Ese movimiento que Alberto imprime a su obra y que logra traspasar los límites del marco, lo lleva Dácil a la imagen cinematográfica, con elementos que hace volar sobre la escena, como homenaje del cine a la pintura de Alberto o viceversa. Un remolino que activa el olfato, el gusto, el tacto… Todos lo sentidos se despiertan al contemplar las secuencias de la presencia de Alberto, y también su ausencia, en ese dramático corte que se produce en el rodaje al fallecer el protagonista. Un hecho que golpea al espectador que desconoce la historia, como un tañido grave y profundo. El último arquero cae en medio de la película.
Hasta ese momento pudimos conocer cómo fue la vida cultural en una época oscura; cómo se logró la felicidad con el arte y la música, en torno a un tablero de ajedrez donde los peones eran en arqueros, y el juego era un compromiso de amor. La película forma parte de una partida de ajedrez, donde las piezas de entrada son los personajes vivos que comienzan a dar forma a un discurso, expresado con un rico fondo documental familiar.

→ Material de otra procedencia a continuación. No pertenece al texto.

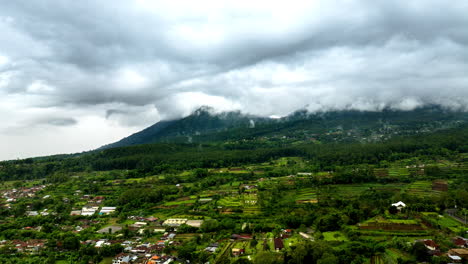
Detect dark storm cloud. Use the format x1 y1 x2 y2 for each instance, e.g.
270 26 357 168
0 0 468 159
47 118 78 126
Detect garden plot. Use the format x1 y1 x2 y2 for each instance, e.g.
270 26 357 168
296 188 318 203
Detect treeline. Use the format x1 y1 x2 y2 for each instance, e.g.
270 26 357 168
0 125 468 180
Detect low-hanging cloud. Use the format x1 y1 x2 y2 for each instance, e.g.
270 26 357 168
0 0 468 158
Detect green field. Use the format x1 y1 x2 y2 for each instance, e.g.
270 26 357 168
322 231 349 241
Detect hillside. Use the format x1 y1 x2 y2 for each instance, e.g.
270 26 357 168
102 106 468 149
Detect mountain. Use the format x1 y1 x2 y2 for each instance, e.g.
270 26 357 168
102 106 268 149
102 105 468 149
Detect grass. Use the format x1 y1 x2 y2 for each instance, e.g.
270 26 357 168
322 231 349 241
218 196 242 207
99 257 113 264
164 199 196 206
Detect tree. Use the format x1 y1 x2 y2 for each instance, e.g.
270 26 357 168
388 205 398 214
253 252 283 264
413 242 429 261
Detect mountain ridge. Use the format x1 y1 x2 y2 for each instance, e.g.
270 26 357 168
99 105 468 149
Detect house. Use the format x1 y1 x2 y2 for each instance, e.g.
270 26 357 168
447 254 462 263
392 201 406 211
448 248 468 259
99 207 117 215
146 255 161 264
205 243 219 253
132 222 147 228
112 253 131 264
185 220 203 228
97 226 122 234
273 238 284 251
299 232 314 240
163 218 187 226
452 237 468 248
70 210 81 215
232 248 245 256
26 211 39 216
81 206 99 216
422 239 439 251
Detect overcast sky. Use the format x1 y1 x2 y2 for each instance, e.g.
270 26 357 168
0 0 468 160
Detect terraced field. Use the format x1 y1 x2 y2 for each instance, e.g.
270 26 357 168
296 188 318 203
218 196 242 207
405 181 442 197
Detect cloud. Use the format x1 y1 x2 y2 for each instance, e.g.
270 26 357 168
0 0 468 158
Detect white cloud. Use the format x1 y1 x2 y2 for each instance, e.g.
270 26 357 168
0 0 468 158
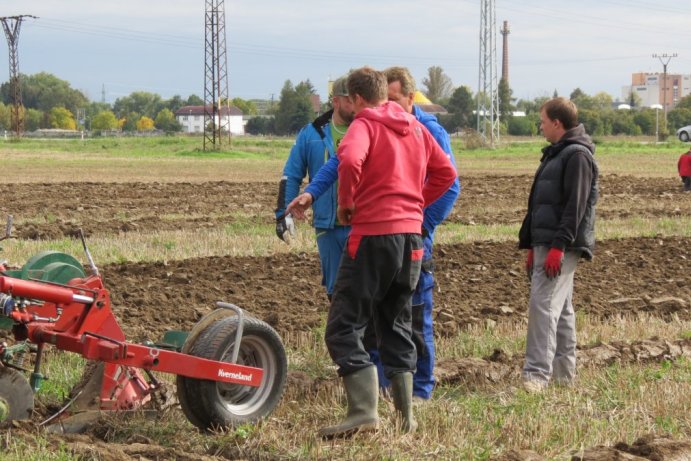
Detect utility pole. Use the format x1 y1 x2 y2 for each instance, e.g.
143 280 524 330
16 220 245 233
653 53 677 128
0 14 37 138
204 0 230 150
501 21 511 85
477 0 499 147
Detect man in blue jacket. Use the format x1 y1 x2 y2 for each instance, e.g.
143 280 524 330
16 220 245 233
288 67 461 400
276 77 353 299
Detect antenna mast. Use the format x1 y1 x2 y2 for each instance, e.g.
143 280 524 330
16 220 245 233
0 14 37 138
204 0 230 150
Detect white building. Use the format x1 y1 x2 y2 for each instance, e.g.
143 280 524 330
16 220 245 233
175 106 245 136
621 72 691 110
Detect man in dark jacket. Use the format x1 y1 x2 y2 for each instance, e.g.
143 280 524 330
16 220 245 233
519 98 598 392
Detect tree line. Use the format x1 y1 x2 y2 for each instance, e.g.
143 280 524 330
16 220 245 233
0 66 691 138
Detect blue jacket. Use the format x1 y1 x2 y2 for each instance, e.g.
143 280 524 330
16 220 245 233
305 106 461 241
276 111 338 229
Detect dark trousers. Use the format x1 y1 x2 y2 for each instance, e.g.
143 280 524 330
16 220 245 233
325 234 423 378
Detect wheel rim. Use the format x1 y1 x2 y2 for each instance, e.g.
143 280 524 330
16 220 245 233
216 336 278 416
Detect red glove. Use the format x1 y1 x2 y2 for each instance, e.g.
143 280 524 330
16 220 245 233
544 248 564 279
525 248 533 280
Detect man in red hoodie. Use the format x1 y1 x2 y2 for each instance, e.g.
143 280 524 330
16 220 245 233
319 67 456 438
677 149 691 192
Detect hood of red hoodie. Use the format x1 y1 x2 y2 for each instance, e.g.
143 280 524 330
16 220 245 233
355 101 415 136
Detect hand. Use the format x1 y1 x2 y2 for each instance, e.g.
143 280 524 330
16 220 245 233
286 192 313 219
276 213 295 244
544 248 564 279
525 248 534 280
336 206 355 226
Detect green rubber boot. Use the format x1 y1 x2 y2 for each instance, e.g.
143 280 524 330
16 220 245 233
391 372 417 432
319 366 379 439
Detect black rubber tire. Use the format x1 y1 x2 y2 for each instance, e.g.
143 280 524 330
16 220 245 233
178 317 288 430
175 321 230 429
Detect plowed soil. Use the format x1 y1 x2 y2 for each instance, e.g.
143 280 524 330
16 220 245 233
0 175 691 239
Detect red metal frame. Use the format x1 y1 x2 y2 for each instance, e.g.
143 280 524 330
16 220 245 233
0 275 264 409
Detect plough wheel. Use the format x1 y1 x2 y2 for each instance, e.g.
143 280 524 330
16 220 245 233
177 317 288 430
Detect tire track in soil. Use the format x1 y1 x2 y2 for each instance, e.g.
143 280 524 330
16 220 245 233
0 175 691 240
102 238 691 341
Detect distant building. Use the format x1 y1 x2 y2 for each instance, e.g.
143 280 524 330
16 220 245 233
413 91 449 115
621 72 691 110
175 106 245 135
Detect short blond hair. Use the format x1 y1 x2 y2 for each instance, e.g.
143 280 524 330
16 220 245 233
540 97 578 130
384 66 415 94
348 67 388 104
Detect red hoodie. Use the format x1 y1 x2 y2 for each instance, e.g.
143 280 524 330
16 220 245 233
338 102 456 235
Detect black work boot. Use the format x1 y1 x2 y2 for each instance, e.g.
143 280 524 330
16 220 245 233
391 372 417 432
319 366 379 439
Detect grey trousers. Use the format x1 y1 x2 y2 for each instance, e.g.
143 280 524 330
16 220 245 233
523 246 581 384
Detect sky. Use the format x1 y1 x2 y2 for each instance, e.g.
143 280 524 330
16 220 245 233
0 0 691 103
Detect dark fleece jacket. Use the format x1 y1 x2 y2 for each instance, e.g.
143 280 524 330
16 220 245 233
519 125 598 259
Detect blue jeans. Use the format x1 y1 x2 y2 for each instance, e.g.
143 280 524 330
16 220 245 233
314 226 350 296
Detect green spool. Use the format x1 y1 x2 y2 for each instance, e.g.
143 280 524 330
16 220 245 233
8 251 86 285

Y podemos ver a aquellos adolescentes enamorados, artistas en ciernes que crean en 1950 el grupo Los Arqueros Del Arte Contemporáneo (LADAC), el primer colectivo de vanguardia de la isla, uno de los pioneros en España, cuyos colaboradores también participan en la realización de un hito cultural en España: Planas de Poesía. Otra iniciativa que la dictadura vigilaba de cerca -perseguía- y silenciaba. O provocaba recelos desde los organismos del régimen, como este grupo de pintores y escultores, alejados/as del clasicismo y la moralidad imperante. Pero, aun así, el grupo siguió adelante con el esfuerzo inicial de Juan Ismael, Felo Monzón, Manolo Millares y Alberto, que serían los impulsores de LADAC con el apoyo de Plácido Fleitas, Ventura Doreste, a quienes se sumarían José Julio Rodríguez, Santiago Santana, Elvireta Escobio, Tony Gallardo, Santi Surós, Carla Prina, Vinicio Marcos, Planasdurá, Ángel Ferrant, Guinovart y Fredy Szmul en las acciones que desarrollarían. Dácil muestra parte de la historia del arte en las islas, para adentrarnos en la mente y la visión del artista que fue uno de los principales protagonistas de aquel movimiento.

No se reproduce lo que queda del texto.